From Library Journal
Though clearcutting (the felling of all trees in a section of forest) has recently become a major social issue, few books have been written on its environmental consequences. This exhibit-format volume uses the talents of 15 leading ecologists and 33 nature photographers, presenting 15 essays and over 176 photographs and maps. This volume doesn't just show the destruction of clearcutting, but offers solutions, which makes it a unique publication. Nevertheless, it has several drawbacks. It is done in the classic "coffee-table" style, which is good for the photographs but makes it difficult to use as a research tool. In addition, the lack of an index makes quick look-ups impracticable. Those seeking an essay-style format on this topic might prefer Chris Anderson's Edge Effects: Notes from an Oregon Forest (Univ. of Iowa Pr., 1993), an excellent exploration of the social repercussions of clearcutting. Recommended for libraries with extensive collections in environmental or forestry issues.
Amy L. Paster, Pennsylvania State Univ., University ParkCopyright 1994 Reed Business Information, Inc.
The eye-popping photographs in most Sierra Club books and calendars inspire fascination, respect, even awe at nature's remarkable beauty, variety, and complexity. The photos in
Clearcut, a joint publication of Sierra Club Books and Earth Island Press, are just as startling, but the primary emotion they produce is anger.
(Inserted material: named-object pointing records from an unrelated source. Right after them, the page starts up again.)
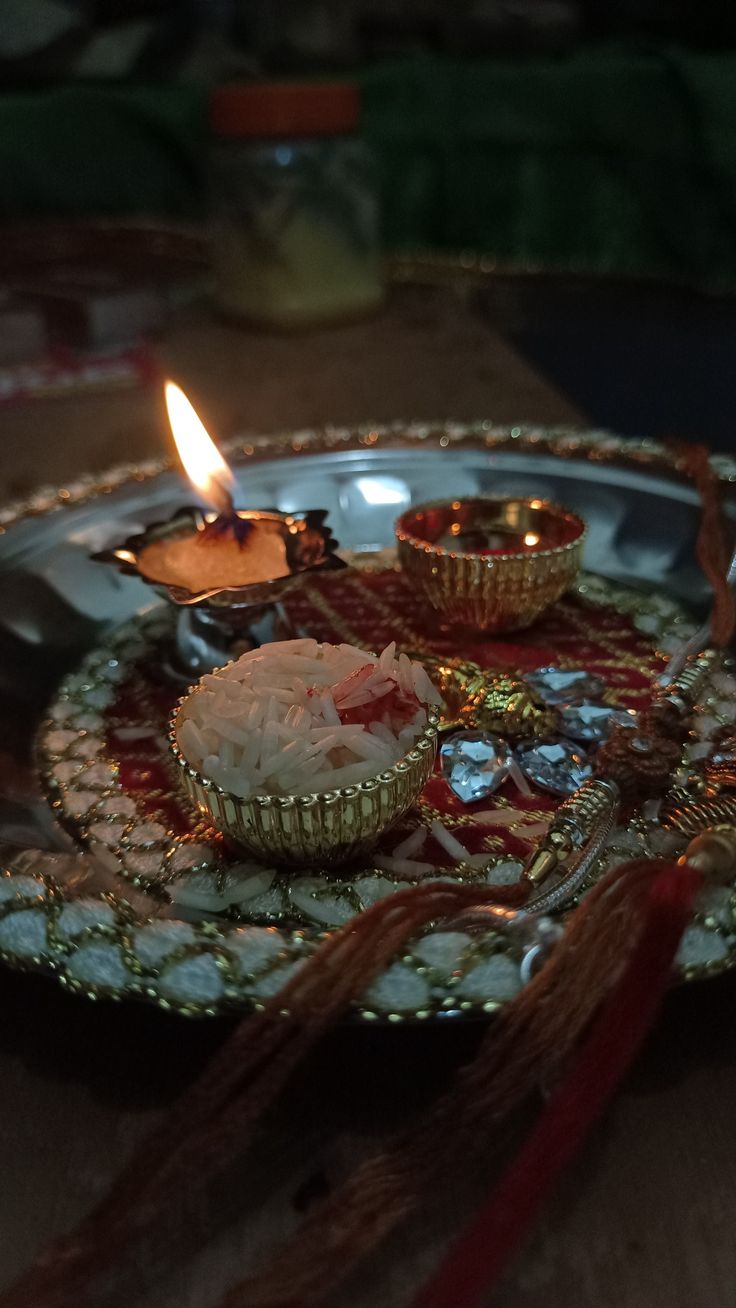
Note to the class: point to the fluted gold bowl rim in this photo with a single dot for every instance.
(537, 505)
(415, 767)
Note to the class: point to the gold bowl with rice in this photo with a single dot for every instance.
(305, 754)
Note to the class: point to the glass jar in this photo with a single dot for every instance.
(293, 208)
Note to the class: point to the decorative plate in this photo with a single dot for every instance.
(122, 894)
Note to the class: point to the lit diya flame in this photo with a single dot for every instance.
(198, 451)
(246, 548)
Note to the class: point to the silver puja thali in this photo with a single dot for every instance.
(109, 888)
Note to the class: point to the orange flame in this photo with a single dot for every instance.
(198, 451)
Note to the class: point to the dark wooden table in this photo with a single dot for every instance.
(643, 1219)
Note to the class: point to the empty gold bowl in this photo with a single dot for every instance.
(494, 565)
(315, 829)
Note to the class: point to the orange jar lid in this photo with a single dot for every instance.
(285, 109)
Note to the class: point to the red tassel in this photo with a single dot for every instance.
(473, 1266)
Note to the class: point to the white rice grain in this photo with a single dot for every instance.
(271, 721)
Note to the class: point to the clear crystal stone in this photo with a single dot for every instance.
(556, 686)
(558, 767)
(475, 764)
(592, 721)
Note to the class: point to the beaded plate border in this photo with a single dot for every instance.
(566, 442)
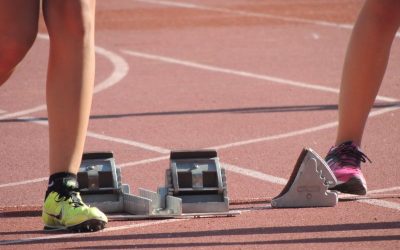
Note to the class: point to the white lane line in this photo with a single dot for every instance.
(145, 161)
(120, 70)
(106, 137)
(230, 145)
(384, 190)
(382, 203)
(128, 142)
(23, 112)
(12, 184)
(297, 132)
(211, 68)
(252, 14)
(75, 235)
(254, 174)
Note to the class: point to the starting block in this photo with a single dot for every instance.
(309, 184)
(197, 178)
(195, 186)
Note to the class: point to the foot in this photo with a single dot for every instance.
(64, 209)
(344, 161)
From air and ground, the 35 photographers whose vivid work is gathered here document the devastation clear-cut forestry has caused across Canada and the U.S.: from Alaska and British Columbia east through the Rockies and Great Plains to Maine and Cape Breton, and south to Alabama, Texas, and California. More than 100 colorplates of the slash-and-burn destruction of "industrial forestry" call up memories of pockmarked bomb sites from London under the Blitz to Baghdad and Sarajevo. But
Clearcut moves beyond complaint to action: in 15 essays, ecologists and eco-foresters demand recognition of the "intrinsic value" of forests and an "ecosystem-based approach to timber management." Libraries in pictured areas may already have received a donated copy of
Clearcut, but policy decisions about the future of North America's forests are sufficiently important to justify purchase of this pricey but powerful volume by libraries in other areas.